A reflection on cooperation: how it needs to be developed and deepened as a craft. Things like responsiveness to others, listening in conversation, mutual support, respect and pleasure mean that all participants benefit from the encounter

As part of addressing the exchange or interaction part of my “how can cross-disciplinary exchange be supported” thesis question, I’ve been reading the book Together: The Rituals, Pleasures and Politics of Cooperation by Richard Sennett about the notion of cooperation.

He discusses that cooperation needs to be developed and deepened, that cooperation is a craft. Responsiveness to others, listening in conversation, mutual support, respect and pleasure mean that all participants benefit from the encounter—he mentions that people keeping a conversation flowing is an example of an informal form of cooperation.

Sennett talks about the difference between dialectic and dialogic conversations. In a dialectic, the goal is detecting what might establish common ground, with a “verbal play of opposites gradually build to a synthesis” (p. 18) with responses picking up what another assumes. Dialogic is a term made popular by Russian literary critic Mikhail Bakhtin and is a “discussion which does not resolve itself by finding common ground…through the process of exchange people may become more aware of their won views and expand their understanding of one another” (p. 19).

I love this distinction as dialectic is used frequently in academia and can be a form of flattening if disparate experiences aren’t coming together coherently. Dialogic conversation doesn’t mean not finding points of agreement but rather managing disagreement and behaving tactfully.

He also discusses how the subjunctive mood (using words like “possibly” and “perhaps”) can open space for experimentation, that tentativeness can issue an invitation to others to join in by opening an indeterminate mutual, social space.

I also appreciate this point, as it is a tactic I try to use but haven’t had the theoretical grounding to understand why it might be effective.

Siloing inhibits cooperation, he says, and “we are losing the skills of cooperation needed to make a complex society work” (p. 8).
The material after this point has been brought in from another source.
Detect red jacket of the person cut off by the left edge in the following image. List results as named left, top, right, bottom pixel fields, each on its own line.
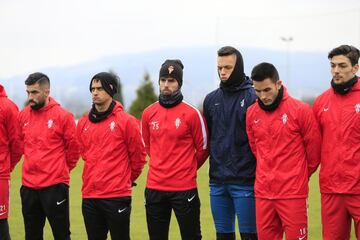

The core of the emphasis on the dialogic over dialectic and opening mutual space to explore differences is that he thinks that in order to get along together, we all need to attend to mutual differences and dissonances.

These dialogic social experiences are all forms of embodied social knowledge. ‘Embodiment’ here is more than a metaphor: like making a social gesture, behaving with minimum force is a sensate experience, one in which we feel easy with others physcially as well as mentally because we aren’t forcing ourselves on them

Sennett, p. 211

There is obviously much here that is directly applicable to the work that I’m doing convening people and discussing ways exchange can happen in the university. I think the importance of appreciating differences and dissonances in the exchange needs to be remembered and emphasized.